A final thought from this session: it is important when designing a canary deployment, that you are casting a wide enough net over your traffic to ensure that all of your user types are contained in the canary group. For example, if you perform a canary deployment at midnight CST, but most of your users are sleeping at that time, you might not get a representative sample of your traffic directed at your canary. This can lead to a green light to fully roll out the canary in prod, only to realize after the fact that a serious performance issue appeared for a critical user type.
Ensuring that all user types are contained in a canary deploy test seems similar to designing an A/B test for a UI. Similarly, if you are designing a canary deploy for a UI related change, you would likely need to get more sophisticated than just a pure percentage traffic redirect to ensure users receive a consistent experience and are not randomly swapped between the old and new versions. This type of sophistication might not be necessary for backend changes.
Session 3: AWS Sagemaker
Sagemaker is an Amazon offering that allows you to build, train, and deploy machine learning models in the AWS cloud. Sagemaker is framework agnostic, allowing you to build your models using any number of popular machine learning frameworks (Tensorflow, SKlearn, R, etc…).
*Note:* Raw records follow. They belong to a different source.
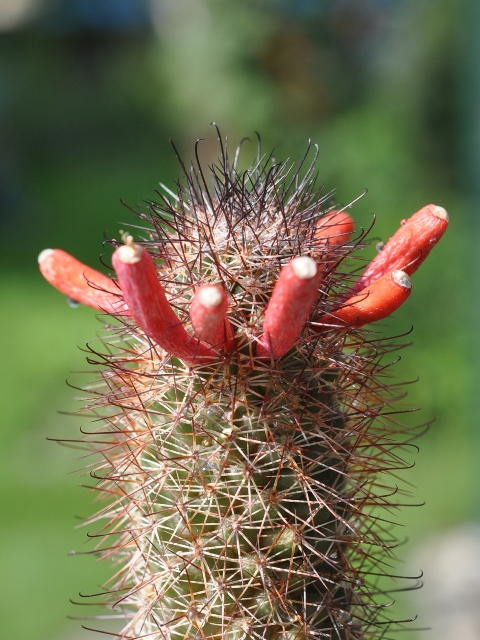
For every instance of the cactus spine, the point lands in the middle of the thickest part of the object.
(243, 468)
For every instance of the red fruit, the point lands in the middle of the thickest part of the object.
(289, 307)
(409, 246)
(149, 306)
(80, 282)
(373, 303)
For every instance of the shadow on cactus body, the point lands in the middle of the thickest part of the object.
(244, 493)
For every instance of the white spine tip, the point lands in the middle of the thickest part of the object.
(210, 297)
(129, 253)
(304, 267)
(440, 212)
(43, 255)
(401, 278)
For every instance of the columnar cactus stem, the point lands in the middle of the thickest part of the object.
(246, 440)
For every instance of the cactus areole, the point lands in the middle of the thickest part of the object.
(249, 443)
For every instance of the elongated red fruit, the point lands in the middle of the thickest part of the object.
(409, 246)
(208, 311)
(334, 229)
(292, 299)
(375, 302)
(80, 282)
(149, 306)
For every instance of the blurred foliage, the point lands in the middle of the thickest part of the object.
(90, 94)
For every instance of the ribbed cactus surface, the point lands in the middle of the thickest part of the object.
(248, 439)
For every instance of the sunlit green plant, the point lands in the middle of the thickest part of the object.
(247, 439)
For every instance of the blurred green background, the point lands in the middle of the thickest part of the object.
(90, 93)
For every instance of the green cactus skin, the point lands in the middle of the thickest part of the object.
(243, 497)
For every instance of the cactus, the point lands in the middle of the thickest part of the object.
(247, 428)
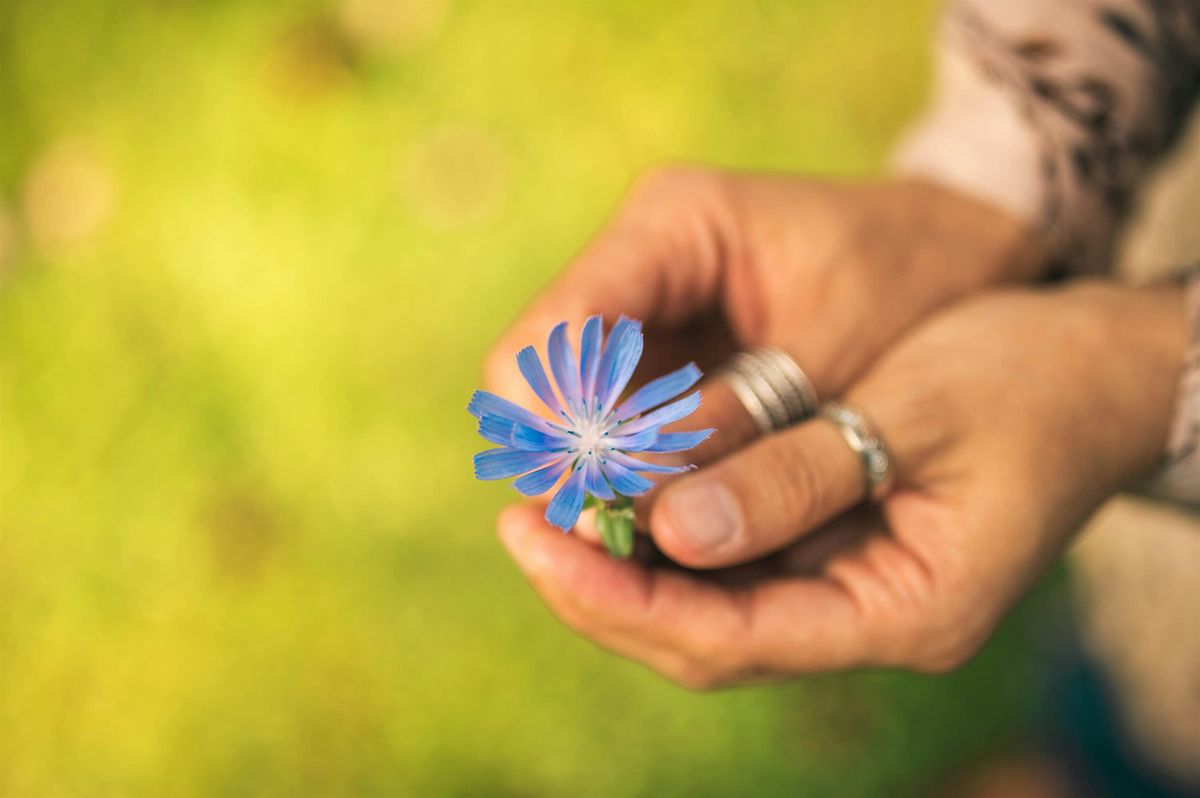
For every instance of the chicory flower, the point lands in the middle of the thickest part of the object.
(593, 437)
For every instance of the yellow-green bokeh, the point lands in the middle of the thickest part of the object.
(250, 257)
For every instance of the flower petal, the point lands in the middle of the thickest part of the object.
(595, 483)
(635, 465)
(665, 414)
(567, 372)
(538, 441)
(541, 480)
(679, 441)
(623, 480)
(564, 509)
(657, 391)
(591, 346)
(496, 430)
(635, 442)
(619, 360)
(503, 463)
(531, 369)
(483, 402)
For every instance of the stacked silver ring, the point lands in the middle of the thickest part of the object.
(774, 390)
(853, 426)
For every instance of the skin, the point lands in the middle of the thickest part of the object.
(1009, 417)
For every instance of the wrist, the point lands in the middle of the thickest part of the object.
(973, 244)
(1140, 343)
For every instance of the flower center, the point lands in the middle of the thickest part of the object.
(592, 437)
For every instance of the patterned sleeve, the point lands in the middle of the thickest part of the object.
(1055, 111)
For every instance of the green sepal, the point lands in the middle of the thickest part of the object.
(615, 522)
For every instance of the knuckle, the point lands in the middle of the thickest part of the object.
(796, 481)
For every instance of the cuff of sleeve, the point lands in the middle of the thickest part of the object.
(975, 141)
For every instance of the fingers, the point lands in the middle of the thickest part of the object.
(659, 262)
(760, 498)
(691, 630)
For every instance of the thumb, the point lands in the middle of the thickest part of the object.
(760, 498)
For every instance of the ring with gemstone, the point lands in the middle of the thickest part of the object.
(772, 388)
(877, 472)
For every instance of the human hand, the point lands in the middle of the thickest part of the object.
(714, 262)
(1008, 418)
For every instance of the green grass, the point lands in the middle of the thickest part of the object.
(243, 553)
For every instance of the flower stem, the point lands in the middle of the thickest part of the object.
(615, 522)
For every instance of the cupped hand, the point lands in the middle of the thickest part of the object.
(713, 262)
(1009, 418)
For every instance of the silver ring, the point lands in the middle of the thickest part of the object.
(772, 388)
(877, 469)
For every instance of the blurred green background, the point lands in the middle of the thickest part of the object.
(250, 258)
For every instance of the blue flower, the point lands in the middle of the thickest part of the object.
(593, 436)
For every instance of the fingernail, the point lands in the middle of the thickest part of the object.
(705, 514)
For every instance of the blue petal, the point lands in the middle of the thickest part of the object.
(503, 463)
(623, 480)
(595, 483)
(635, 442)
(531, 369)
(562, 363)
(496, 430)
(564, 509)
(541, 480)
(679, 441)
(635, 465)
(657, 391)
(591, 346)
(485, 403)
(666, 414)
(619, 360)
(538, 441)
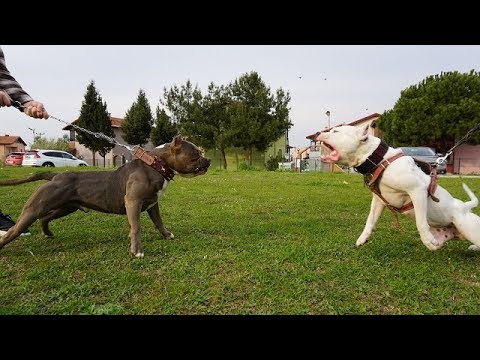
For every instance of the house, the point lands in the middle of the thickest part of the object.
(9, 144)
(314, 151)
(117, 156)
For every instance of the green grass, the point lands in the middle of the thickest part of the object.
(250, 242)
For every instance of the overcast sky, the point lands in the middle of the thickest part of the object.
(349, 81)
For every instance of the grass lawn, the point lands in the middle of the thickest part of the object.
(247, 242)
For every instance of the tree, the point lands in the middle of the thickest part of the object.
(138, 121)
(258, 117)
(95, 117)
(164, 130)
(440, 109)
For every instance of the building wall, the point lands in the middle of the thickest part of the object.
(115, 157)
(466, 159)
(7, 149)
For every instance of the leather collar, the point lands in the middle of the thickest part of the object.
(155, 162)
(163, 169)
(373, 160)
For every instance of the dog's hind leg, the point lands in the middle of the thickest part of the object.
(55, 214)
(154, 213)
(133, 208)
(419, 200)
(26, 219)
(468, 225)
(376, 209)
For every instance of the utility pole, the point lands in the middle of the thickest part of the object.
(35, 134)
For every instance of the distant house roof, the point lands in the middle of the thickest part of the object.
(116, 122)
(353, 123)
(9, 140)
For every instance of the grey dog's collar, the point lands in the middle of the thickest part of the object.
(373, 160)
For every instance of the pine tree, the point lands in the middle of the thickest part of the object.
(94, 117)
(138, 121)
(164, 129)
(257, 117)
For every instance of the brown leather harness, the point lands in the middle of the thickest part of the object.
(155, 162)
(373, 168)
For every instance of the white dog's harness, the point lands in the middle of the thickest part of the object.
(373, 168)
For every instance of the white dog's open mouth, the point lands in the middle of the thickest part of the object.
(333, 156)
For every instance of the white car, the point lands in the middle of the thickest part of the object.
(52, 158)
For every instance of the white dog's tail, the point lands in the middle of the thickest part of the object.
(473, 199)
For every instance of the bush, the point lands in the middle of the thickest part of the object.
(244, 166)
(272, 163)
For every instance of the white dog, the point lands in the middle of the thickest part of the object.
(439, 216)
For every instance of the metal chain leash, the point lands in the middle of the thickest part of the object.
(470, 132)
(98, 135)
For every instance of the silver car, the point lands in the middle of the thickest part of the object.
(426, 154)
(52, 158)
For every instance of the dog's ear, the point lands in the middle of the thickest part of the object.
(176, 143)
(364, 133)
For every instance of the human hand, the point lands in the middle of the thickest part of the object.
(4, 99)
(35, 109)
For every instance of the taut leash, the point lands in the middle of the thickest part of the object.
(98, 135)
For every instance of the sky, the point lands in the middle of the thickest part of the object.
(349, 81)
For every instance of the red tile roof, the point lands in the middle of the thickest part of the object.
(9, 140)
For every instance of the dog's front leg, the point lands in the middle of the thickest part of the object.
(154, 213)
(420, 204)
(133, 208)
(376, 209)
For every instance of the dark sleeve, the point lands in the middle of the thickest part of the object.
(10, 85)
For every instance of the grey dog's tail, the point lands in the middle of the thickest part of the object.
(473, 199)
(38, 176)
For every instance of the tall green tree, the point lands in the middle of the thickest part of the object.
(439, 109)
(258, 117)
(138, 121)
(216, 127)
(164, 130)
(95, 117)
(203, 119)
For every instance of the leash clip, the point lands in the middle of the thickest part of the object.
(17, 104)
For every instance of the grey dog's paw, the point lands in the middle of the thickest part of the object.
(168, 235)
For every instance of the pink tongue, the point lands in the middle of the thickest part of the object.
(332, 157)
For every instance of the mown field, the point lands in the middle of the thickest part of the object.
(247, 242)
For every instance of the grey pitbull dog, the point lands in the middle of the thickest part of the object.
(439, 216)
(131, 189)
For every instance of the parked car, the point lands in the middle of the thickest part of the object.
(426, 154)
(52, 158)
(14, 158)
Sagemaker offers a jupyter notebook environment for the development of models and scripts, that are hooked up to AWS cloud compute resources to get quick feedback as you build.
It also offers custom implementations of common machine learning algorithms that are optimized to run in the amazon cloud. Current offerings include: K-means clustering, PCA, LDA, and more… These custom implementations maximize the cost to performance ratio for your model training, allowing your models to train faster for less cost.
Sagemaker seems like an interesting way to build high performing machine learning algorithms, as it abstracts away much of the engineering challenges of the Build/Test/Deploy process, allowing you to focus more on model analysis where the bulk of the value for your customers lies.